Master of Applied Science (MASc)


Civil Engineering


Wael El-Dakhakhni




Unreinforced masonry (URM) constitutes a large part of current building inventory worldwide, and this type of construction also represents a major seismic risk, especially in developing countries where URM is widely used. During an earthquake, URM walls are unable to dissipate seismic forces without experiencing considerable damage or collapse. Due to their lack of ductility, URM walls fail in a brittle manner, which can leads to damaged face shells becoming falling debris and a major source of hazard. The aim of this study is to investigate the applicability of using polyurethane foams as an inexpensive reinforcement technique for both retrofitting existing and new URM construction.

Experimental testing of the reinforced masonry walls showed a large increase in the resiliency of the wall, with an increase in the out-of-plane capacity of up to 34 times over the URM specimen, and with the addition of rope reinforcement an increase in the out-of-plane capacity of up to 90 times the URM specimen was achieved.

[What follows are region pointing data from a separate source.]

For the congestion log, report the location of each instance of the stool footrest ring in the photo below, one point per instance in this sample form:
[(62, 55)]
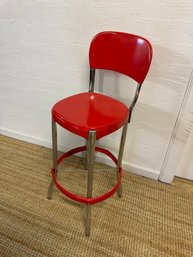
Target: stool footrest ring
[(83, 199)]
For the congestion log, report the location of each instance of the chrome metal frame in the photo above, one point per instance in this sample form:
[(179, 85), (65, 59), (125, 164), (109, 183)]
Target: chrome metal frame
[(120, 157), (90, 154), (90, 160), (55, 156), (134, 100)]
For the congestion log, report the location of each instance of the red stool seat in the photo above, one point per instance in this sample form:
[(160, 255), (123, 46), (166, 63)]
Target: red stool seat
[(90, 111)]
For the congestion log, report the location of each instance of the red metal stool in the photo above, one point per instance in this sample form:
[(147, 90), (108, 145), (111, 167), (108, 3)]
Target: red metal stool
[(93, 115)]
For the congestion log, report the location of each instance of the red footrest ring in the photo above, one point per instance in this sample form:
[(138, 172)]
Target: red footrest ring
[(83, 199)]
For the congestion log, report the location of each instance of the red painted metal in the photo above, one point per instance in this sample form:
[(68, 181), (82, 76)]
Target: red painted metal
[(122, 52), (83, 199), (90, 111)]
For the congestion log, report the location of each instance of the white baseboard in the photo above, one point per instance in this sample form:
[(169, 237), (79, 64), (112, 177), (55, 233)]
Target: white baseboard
[(139, 170)]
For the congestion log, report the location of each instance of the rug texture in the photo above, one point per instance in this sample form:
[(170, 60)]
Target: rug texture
[(151, 219)]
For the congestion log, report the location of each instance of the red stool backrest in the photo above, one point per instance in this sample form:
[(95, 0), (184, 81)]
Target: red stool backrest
[(121, 52)]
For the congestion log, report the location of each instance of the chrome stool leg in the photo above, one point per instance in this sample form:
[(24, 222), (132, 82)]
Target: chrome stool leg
[(120, 157), (90, 159), (55, 154)]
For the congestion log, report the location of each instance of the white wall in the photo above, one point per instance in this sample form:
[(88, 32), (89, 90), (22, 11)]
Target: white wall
[(43, 57)]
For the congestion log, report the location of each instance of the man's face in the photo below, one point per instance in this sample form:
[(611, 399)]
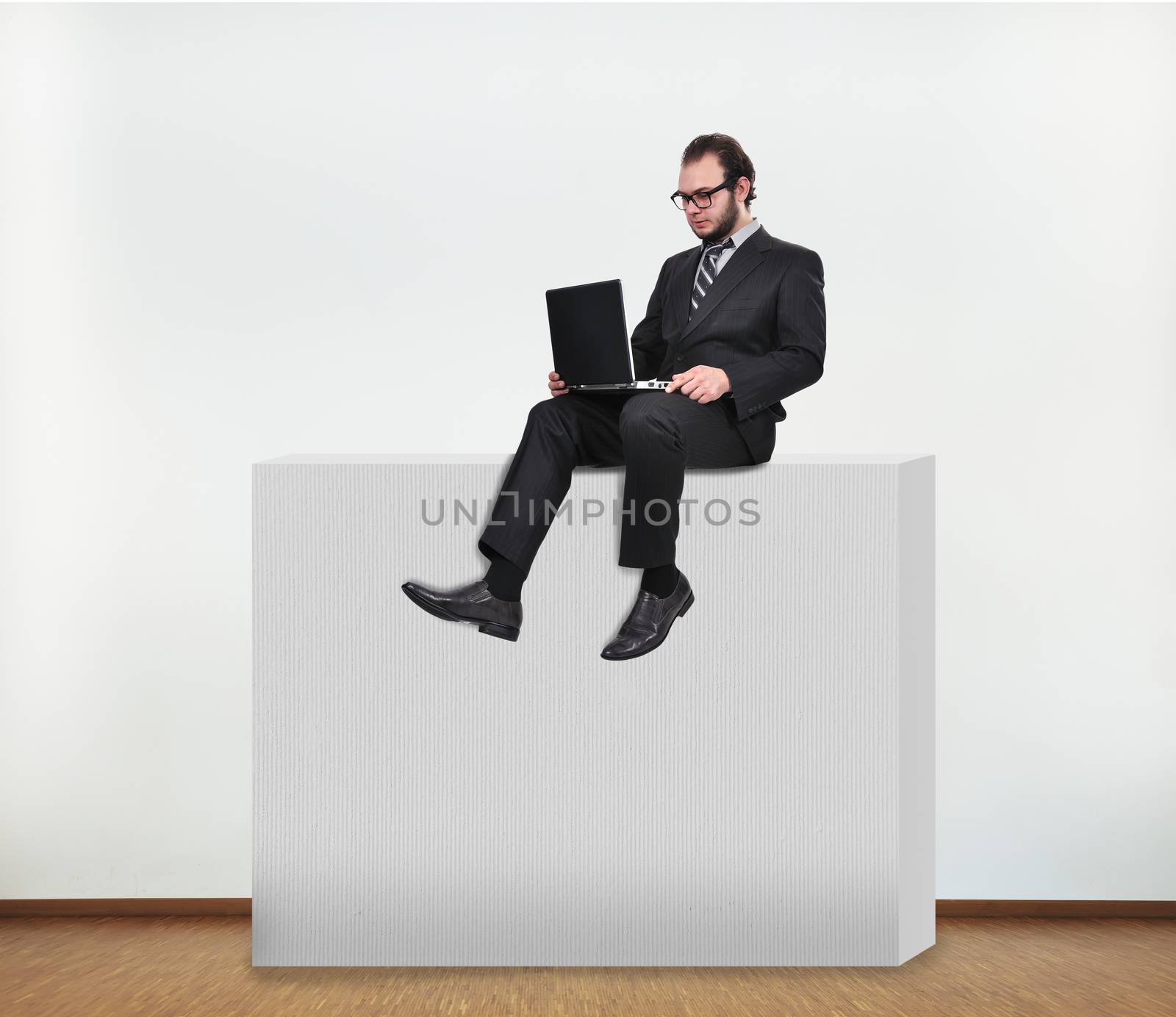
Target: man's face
[(719, 220)]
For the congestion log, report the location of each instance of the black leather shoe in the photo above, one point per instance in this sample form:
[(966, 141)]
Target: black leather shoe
[(648, 623), (472, 603)]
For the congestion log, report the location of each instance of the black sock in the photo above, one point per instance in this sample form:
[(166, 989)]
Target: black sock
[(505, 578), (660, 581)]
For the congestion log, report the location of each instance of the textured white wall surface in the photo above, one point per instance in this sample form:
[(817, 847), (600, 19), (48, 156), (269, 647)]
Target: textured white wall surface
[(232, 231), (759, 791)]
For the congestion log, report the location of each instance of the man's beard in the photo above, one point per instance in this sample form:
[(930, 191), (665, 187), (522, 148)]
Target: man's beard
[(723, 227)]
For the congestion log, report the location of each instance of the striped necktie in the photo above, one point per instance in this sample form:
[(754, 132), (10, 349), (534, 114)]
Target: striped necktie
[(707, 273)]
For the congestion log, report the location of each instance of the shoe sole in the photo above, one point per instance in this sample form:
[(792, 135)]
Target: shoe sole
[(488, 628), (686, 605)]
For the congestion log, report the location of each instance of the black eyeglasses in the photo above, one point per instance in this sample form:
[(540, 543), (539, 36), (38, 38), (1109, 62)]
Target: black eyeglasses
[(701, 199)]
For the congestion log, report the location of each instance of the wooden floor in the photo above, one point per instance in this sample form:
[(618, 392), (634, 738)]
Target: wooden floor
[(993, 967)]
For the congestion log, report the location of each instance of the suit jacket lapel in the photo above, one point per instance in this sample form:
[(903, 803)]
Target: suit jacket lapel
[(747, 256)]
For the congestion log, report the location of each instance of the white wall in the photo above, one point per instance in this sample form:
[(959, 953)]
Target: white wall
[(234, 233)]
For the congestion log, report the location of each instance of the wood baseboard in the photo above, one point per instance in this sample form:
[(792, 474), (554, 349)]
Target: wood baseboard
[(129, 907)]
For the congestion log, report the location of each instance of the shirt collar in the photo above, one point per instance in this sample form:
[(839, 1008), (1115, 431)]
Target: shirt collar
[(740, 235)]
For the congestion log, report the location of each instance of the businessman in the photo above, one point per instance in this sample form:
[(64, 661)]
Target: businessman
[(735, 323)]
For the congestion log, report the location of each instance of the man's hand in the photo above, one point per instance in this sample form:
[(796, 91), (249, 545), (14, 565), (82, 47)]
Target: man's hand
[(701, 384)]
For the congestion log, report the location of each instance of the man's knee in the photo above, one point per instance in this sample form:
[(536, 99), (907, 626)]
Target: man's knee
[(650, 413)]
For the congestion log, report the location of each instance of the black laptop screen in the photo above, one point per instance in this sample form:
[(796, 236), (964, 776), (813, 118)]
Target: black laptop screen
[(589, 341)]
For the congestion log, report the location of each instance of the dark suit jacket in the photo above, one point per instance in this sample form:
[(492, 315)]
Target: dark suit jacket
[(762, 321)]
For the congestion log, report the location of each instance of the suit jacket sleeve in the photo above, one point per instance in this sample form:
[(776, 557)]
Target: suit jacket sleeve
[(647, 342), (799, 360)]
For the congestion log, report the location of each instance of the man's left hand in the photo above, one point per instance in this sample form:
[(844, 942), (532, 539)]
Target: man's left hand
[(701, 384)]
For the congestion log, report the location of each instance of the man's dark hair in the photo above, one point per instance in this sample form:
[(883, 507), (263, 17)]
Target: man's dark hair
[(732, 158)]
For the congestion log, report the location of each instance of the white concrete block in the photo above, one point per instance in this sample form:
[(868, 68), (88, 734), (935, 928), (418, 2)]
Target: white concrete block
[(756, 791)]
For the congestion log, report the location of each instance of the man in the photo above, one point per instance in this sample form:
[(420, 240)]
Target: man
[(735, 323)]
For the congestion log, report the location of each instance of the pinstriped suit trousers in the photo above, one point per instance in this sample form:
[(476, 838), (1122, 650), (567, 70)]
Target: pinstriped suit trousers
[(654, 435)]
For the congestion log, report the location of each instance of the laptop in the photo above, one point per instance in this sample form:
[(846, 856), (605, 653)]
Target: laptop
[(589, 340)]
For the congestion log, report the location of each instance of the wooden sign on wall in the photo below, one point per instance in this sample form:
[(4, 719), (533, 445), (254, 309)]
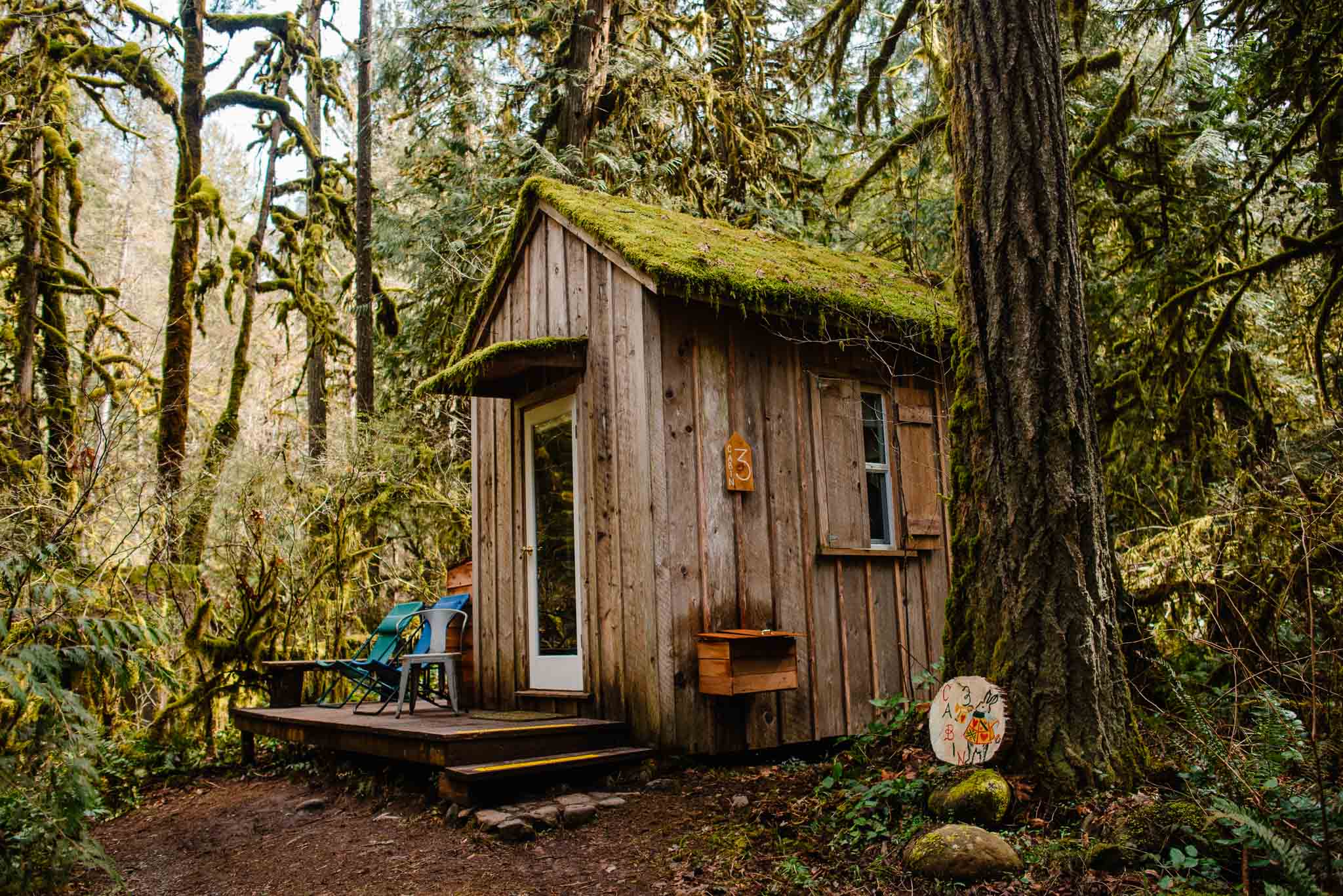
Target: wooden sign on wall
[(967, 720), (740, 472)]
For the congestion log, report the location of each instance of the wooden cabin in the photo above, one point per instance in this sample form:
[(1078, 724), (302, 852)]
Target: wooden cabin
[(614, 352)]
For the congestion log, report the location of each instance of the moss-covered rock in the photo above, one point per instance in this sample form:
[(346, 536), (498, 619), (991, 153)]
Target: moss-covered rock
[(961, 852), (982, 797)]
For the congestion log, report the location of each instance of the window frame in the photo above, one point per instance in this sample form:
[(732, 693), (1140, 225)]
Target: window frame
[(818, 437)]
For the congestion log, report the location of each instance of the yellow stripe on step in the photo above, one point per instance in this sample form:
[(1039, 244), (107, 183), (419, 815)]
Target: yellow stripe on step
[(536, 762), (494, 731)]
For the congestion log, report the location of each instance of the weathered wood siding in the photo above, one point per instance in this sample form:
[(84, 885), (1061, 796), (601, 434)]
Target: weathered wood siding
[(668, 551)]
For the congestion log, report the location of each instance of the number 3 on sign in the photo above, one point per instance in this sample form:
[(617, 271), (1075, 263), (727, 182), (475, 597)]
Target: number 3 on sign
[(736, 454)]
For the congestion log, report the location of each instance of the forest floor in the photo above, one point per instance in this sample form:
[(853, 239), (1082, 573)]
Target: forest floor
[(234, 833), (245, 834)]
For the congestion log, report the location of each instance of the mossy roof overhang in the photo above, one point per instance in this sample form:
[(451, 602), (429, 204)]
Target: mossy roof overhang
[(708, 260), (506, 370)]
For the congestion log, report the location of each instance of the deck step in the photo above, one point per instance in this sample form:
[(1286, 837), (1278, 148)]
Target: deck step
[(553, 764)]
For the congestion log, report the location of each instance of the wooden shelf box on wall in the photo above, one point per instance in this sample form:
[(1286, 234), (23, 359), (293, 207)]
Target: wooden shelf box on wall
[(747, 661)]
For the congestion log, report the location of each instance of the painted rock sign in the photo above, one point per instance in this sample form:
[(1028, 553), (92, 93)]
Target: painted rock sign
[(967, 720)]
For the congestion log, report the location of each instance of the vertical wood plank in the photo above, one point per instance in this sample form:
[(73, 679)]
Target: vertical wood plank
[(476, 532), (591, 618), (661, 632), (536, 281), (785, 491), (556, 273), (857, 634), (693, 728), (634, 465), (825, 636), (755, 532), (575, 281), (606, 496), (504, 551), (887, 642), (488, 562), (915, 625), (720, 568)]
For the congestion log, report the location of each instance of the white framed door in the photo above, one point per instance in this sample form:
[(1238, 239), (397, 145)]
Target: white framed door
[(553, 550)]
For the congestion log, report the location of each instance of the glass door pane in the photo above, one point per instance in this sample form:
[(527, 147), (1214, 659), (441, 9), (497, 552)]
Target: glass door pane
[(555, 612)]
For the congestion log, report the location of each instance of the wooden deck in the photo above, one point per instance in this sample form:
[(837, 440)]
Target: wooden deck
[(429, 737)]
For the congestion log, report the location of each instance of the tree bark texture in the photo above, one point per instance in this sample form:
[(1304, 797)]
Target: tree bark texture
[(175, 393), (588, 73), (365, 220), (316, 351), (1033, 604)]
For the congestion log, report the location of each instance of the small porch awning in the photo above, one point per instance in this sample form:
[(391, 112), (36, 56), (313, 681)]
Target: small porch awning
[(510, 370)]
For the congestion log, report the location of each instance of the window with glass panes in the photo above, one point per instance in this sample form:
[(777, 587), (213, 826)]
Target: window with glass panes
[(876, 449)]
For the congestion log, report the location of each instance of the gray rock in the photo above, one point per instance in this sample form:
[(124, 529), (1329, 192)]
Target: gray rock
[(579, 815), (574, 800), (961, 852), (543, 817), (491, 819), (515, 830), (981, 798)]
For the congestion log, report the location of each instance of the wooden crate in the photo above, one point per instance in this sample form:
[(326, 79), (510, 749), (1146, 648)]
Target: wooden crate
[(747, 661)]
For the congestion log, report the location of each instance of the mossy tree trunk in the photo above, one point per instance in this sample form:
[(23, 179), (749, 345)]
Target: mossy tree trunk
[(30, 263), (225, 435), (316, 371), (175, 391), (1033, 606), (55, 345), (590, 42)]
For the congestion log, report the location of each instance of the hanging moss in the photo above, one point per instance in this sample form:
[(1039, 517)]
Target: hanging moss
[(706, 258), (461, 376)]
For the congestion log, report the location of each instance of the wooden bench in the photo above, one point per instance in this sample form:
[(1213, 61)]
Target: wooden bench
[(287, 680)]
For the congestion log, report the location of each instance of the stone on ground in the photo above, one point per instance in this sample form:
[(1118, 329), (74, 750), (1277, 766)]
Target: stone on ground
[(981, 798), (515, 830), (491, 819), (579, 815), (961, 852)]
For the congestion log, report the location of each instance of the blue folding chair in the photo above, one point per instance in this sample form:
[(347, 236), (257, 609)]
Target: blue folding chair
[(376, 653)]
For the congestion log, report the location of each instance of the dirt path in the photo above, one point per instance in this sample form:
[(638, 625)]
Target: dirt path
[(247, 836)]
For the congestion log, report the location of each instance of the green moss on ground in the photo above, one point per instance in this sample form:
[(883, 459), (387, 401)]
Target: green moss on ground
[(461, 376), (704, 258)]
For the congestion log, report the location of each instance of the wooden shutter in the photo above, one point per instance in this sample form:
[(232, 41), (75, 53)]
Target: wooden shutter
[(916, 433), (841, 481)]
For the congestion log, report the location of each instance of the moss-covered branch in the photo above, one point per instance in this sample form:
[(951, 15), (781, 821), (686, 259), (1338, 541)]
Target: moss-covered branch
[(912, 136), (1111, 129)]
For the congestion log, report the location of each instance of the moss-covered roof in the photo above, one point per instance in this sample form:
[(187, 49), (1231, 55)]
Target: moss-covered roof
[(501, 360), (707, 258)]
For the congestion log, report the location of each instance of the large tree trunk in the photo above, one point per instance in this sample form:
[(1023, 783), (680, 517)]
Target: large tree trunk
[(55, 345), (1033, 605), (225, 435), (175, 393), (30, 263), (316, 351), (365, 220), (586, 78)]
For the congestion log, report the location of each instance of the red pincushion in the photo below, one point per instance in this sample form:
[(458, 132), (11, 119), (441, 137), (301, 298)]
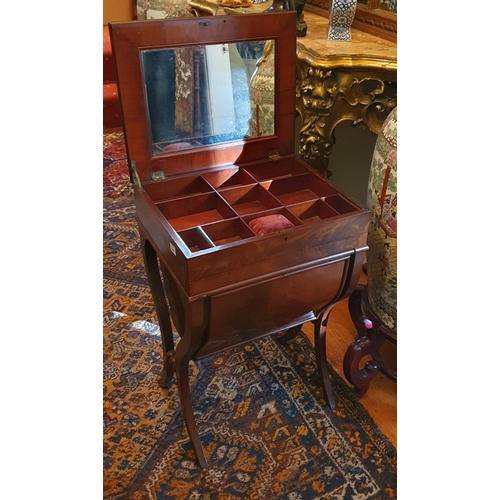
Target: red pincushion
[(269, 224)]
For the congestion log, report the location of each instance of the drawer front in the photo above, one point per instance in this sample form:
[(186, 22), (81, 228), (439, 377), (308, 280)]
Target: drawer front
[(251, 312)]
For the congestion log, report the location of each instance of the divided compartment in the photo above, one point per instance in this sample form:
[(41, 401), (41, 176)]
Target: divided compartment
[(300, 188), (276, 169), (228, 231), (249, 199), (198, 210), (341, 204), (313, 211), (228, 178), (177, 188), (283, 211), (196, 239)]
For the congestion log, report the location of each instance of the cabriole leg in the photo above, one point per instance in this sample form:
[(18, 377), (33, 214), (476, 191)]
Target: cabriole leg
[(162, 311)]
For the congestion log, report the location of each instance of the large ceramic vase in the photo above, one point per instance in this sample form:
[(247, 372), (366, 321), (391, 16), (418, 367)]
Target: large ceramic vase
[(382, 232), (341, 17), (161, 9), (262, 94)]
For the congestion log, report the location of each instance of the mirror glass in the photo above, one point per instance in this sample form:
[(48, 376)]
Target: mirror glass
[(203, 95)]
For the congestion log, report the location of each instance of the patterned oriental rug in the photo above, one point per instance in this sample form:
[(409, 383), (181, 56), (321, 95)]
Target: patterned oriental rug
[(265, 428)]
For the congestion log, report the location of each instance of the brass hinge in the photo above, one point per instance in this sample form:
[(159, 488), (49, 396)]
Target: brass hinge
[(274, 155), (158, 176), (135, 176)]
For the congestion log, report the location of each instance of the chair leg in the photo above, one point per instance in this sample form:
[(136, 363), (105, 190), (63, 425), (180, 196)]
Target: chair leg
[(320, 325), (289, 334)]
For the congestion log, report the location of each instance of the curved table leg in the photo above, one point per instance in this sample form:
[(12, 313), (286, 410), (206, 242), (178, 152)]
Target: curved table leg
[(364, 346), (162, 311), (320, 325), (371, 335), (182, 372)]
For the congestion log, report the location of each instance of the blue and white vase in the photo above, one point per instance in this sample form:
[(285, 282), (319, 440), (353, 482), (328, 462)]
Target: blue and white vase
[(341, 17)]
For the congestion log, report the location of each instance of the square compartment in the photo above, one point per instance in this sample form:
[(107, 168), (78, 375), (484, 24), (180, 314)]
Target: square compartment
[(300, 188), (222, 179), (228, 231), (340, 204), (197, 211), (313, 211), (177, 188), (276, 169), (249, 199), (196, 239)]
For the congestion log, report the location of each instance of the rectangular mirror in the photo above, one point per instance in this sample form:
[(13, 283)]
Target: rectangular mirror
[(202, 95)]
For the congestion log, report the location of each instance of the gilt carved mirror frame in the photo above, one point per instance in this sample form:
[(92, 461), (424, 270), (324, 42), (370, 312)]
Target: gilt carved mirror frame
[(370, 17)]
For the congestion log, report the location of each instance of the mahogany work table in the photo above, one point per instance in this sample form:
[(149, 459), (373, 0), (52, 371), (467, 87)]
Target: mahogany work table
[(203, 185)]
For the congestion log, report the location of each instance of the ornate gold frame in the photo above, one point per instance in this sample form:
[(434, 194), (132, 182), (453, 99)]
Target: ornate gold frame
[(369, 18)]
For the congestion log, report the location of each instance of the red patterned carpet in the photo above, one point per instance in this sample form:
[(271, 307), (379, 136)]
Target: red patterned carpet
[(265, 428)]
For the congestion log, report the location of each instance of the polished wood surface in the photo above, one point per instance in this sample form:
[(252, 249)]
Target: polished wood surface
[(223, 293), (364, 49), (381, 399)]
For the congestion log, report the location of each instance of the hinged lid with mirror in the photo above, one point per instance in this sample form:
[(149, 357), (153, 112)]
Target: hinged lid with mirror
[(250, 239)]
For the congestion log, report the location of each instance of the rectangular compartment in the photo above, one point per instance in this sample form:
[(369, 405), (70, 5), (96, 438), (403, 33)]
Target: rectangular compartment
[(312, 211), (276, 169), (249, 199), (196, 239), (197, 211), (227, 178), (300, 188), (177, 188), (341, 204), (283, 211), (228, 231)]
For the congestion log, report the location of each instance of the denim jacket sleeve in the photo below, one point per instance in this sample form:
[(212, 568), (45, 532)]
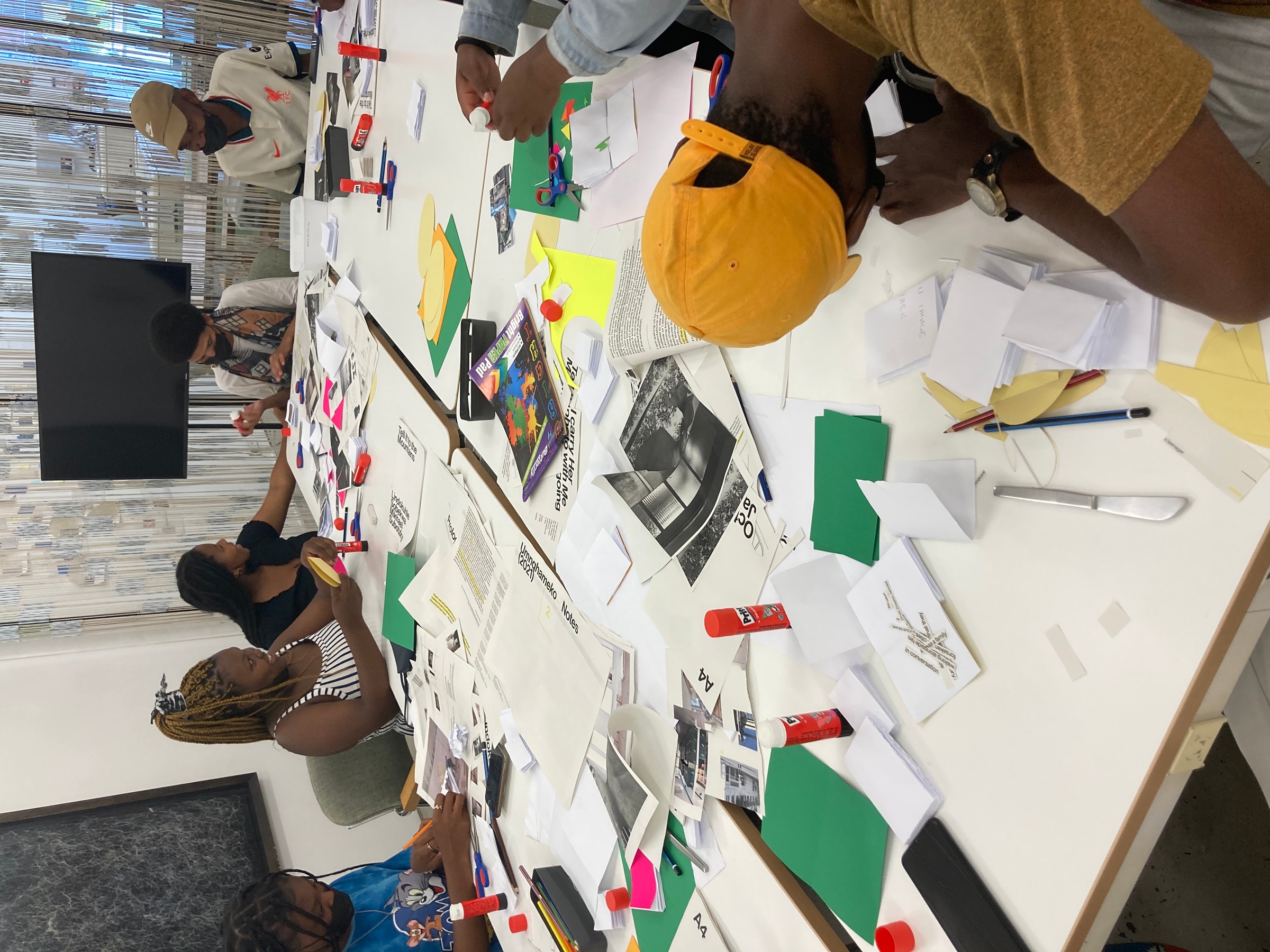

This system allows walls to experience a considerable amount of deflection before ultimate failure is reached. Within certain limits, the polyurethane foam is able to demonstrate elastic characteristics. By developing foam with higher densities, higher compressive, tensile, flexural and shear strengths can be reached. This type of reinforcement allows for less damage during low seismic events, and through the greater resiliency of the system, walls are able to remain stable and exhibit post-peak strength during a stronger seismic event. In its ultimate limit state, the wall will fail, however collapse is typically prevented – reducing the amount of hazardous debris and saving the lives of the buildings occupants.